Plastipak Packaging, Inc. v. Premium Waters, Inc. — Federal Circuit Reverses Summary Judgment on Inventorship, Finds Factual Disputes Over Co-Inventor’s Contribution

Case
Plastipak Packaging, Inc. v. Premium Waters, Inc.
Court
U.S. Court of Appeals for the Federal Circuit
Date Decided
December 19, 2022
Docket No.
No. 2021-2244
Judge(s)
Taranto, Chen, and Hughes
Topics
Inventorship, co-inventor, joint invention, nonjoinder, summary judgment, pre-AIA § 102(f), plastic packaging patents

Background

Plastipak Packaging Inc. is a major manufacturer of rigid plastic containers and holds patents covering lightweight plastic bottle and preform designs, particularly the neck and thread portions. Plastipak listed two of its own engineers — Darr and Morgan — as the sole inventors. Premium Waters, a beverage company that Plastipak sued for infringement, countered that the patents were invalid because a third person, Alessandro Falzoni — an engineer employed by SACMI Imola, an Italian equipment supplier — was also a joint inventor whose name had been omitted from the patents.

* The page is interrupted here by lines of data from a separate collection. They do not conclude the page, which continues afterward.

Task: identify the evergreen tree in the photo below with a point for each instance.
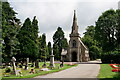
(60, 42)
(43, 47)
(105, 30)
(10, 28)
(91, 43)
(28, 39)
(49, 49)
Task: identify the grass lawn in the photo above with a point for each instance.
(26, 73)
(105, 72)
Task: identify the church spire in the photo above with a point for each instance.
(74, 26)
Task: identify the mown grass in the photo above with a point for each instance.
(106, 73)
(26, 73)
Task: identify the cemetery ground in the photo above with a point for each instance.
(38, 72)
(105, 73)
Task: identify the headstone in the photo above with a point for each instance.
(52, 60)
(44, 65)
(37, 64)
(61, 65)
(32, 71)
(13, 62)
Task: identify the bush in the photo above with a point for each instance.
(110, 57)
(7, 70)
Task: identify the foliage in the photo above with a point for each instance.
(7, 70)
(10, 28)
(28, 38)
(91, 43)
(49, 49)
(107, 30)
(60, 42)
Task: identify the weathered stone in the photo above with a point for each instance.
(77, 51)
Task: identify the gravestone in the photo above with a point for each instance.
(26, 66)
(37, 64)
(44, 65)
(13, 63)
(52, 60)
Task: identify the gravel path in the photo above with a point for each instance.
(83, 70)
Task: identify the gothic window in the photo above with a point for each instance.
(74, 43)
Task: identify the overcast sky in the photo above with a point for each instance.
(54, 13)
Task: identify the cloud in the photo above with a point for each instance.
(54, 13)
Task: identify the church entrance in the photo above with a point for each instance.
(74, 57)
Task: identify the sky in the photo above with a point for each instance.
(52, 14)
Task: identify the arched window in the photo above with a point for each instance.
(74, 43)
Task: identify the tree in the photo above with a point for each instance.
(60, 42)
(43, 48)
(27, 38)
(105, 30)
(91, 43)
(118, 29)
(10, 28)
(49, 49)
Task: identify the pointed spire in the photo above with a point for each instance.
(74, 27)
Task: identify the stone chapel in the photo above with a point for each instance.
(77, 51)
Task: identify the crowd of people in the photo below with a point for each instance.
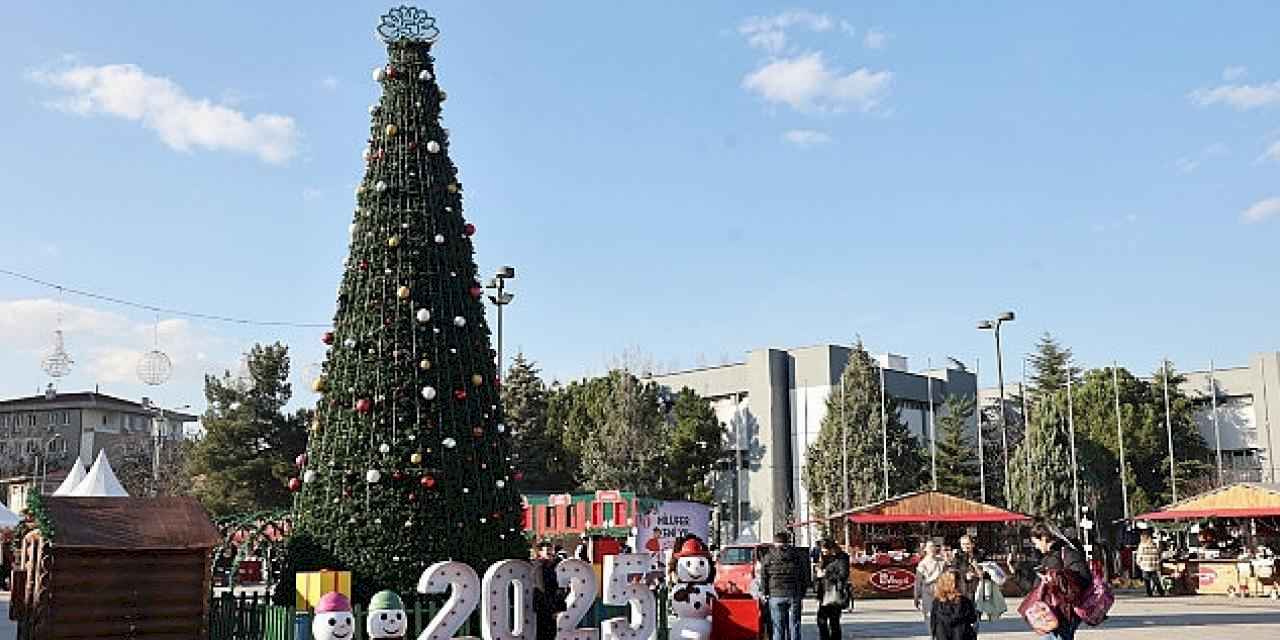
(955, 589)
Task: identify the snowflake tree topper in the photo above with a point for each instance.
(407, 23)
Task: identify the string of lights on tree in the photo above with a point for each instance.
(408, 461)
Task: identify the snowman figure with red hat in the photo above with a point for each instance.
(693, 595)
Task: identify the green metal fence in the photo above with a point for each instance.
(254, 617)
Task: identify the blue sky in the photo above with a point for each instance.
(689, 182)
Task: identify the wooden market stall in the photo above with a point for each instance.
(114, 567)
(1229, 545)
(885, 538)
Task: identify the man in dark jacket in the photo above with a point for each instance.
(832, 589)
(784, 580)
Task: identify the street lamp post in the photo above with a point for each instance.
(499, 300)
(993, 325)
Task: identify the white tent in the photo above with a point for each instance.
(8, 519)
(71, 481)
(100, 481)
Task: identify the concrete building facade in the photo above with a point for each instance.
(772, 406)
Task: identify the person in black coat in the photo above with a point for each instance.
(954, 616)
(832, 589)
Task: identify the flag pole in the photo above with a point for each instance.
(1124, 480)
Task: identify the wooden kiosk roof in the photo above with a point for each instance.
(1243, 499)
(929, 507)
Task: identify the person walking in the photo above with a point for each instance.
(927, 572)
(1148, 562)
(952, 615)
(784, 581)
(1063, 562)
(547, 594)
(832, 589)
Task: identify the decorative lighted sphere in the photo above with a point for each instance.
(155, 368)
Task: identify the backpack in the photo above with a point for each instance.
(1097, 602)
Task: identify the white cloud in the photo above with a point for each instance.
(874, 39)
(768, 32)
(807, 83)
(1234, 73)
(805, 137)
(1262, 210)
(1239, 96)
(182, 122)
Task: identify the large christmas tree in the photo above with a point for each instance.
(408, 461)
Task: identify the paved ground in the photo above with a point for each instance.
(1132, 618)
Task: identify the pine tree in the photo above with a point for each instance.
(855, 416)
(536, 444)
(958, 452)
(408, 458)
(246, 456)
(1041, 471)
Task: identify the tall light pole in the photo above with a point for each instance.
(499, 300)
(993, 325)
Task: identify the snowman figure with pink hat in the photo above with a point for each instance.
(693, 595)
(333, 618)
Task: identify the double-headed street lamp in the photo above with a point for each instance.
(993, 325)
(499, 300)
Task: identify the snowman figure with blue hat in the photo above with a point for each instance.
(387, 618)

Under the pre-AIA version of 35 U.S.C. § 102(f), a patent is invalid if the named inventors did not themselves invent the claimed subject matter — meaning that omitting a true co-inventor renders the patent unenforceable for nonjoinder. The district court in Wisconsin agreed with Premium Waters and granted summary judgment of invalidity, finding that Falzoni had contributed to the conception of the claimed inventions. Plastipak appealed.

The Court’s Holding

The Federal Circuit reversed, holding that genuine disputes of material fact existed concerning whether Falzoni was actually a joint inventor of the claimed subject matter. The court applied the settled standard for joint inventorship: a person is a co-inventor only if they contribute to the conception of at least one claim of the patent. Merely assisting with experiments, carrying out instructions, or contributing general knowledge in the field does not make someone a co-inventor.

After reviewing the evidence de novo, the Federal Circuit concluded that a reasonable jury could find that Falzoni’s contributions did not rise to the level of conception — specifically, that Plastipak’s own engineers had independently conceived of the claimed features and that Falzoni’s involvement was more in the nature of development and collaboration than the kind of definitive contribution required to establish co-inventorship. Because the evidence was susceptible to competing inferences, summary judgment was inappropriate. The court vacated the invalidity ruling and remanded for further proceedings.

Key Takeaways

  • Inventorship is a question of law based on underlying facts, and those factual questions — such as who conceived of each claimed element — must be resolved by a factfinder when genuine disputes exist.
  • Summary judgment of invalidity for nonjoinder is inappropriate when the record contains conflicting evidence about whether an alleged co-inventor actually contributed to the conception of the claimed invention.
  • The line between a co-inventor and a collaborator who helped develop or implement an invention is fact-intensive; contributing skill or effort in building or testing a claimed design does not automatically confer inventorship status.
  • Companies that develop inventions collaboratively with outside suppliers or contractors should carefully document who conceived of what and when, to avoid inventorship disputes that can invalidate otherwise valid patents.

Why It Matters

Inventorship errors are a persistent source of patent vulnerability. Under both pre-AIA and current patent law, patents can be challenged and invalidated if the wrong people are listed as inventors. For companies that develop products through partnerships, joint ventures, or supplier relationships — as is common in manufacturing and industrial design — the question of who qualifies as a co-inventor is both legally fraught and practically important.

The Plastipak decision reinforces that inventorship disputes are genuine factual questions that often cannot be resolved on the pleadings or on summary judgment. Companies relying on supplier or contractor contributions during product development should establish clear agreements and documentation about the ownership of inventive contributions, and should consult patent counsel when filing applications that emerge from collaborative development efforts. This case also serves as a cautionary tale for defendants: an inventorship challenge that seems compelling at the summary judgment stage may still fail at trial if the evidence is genuinely contested.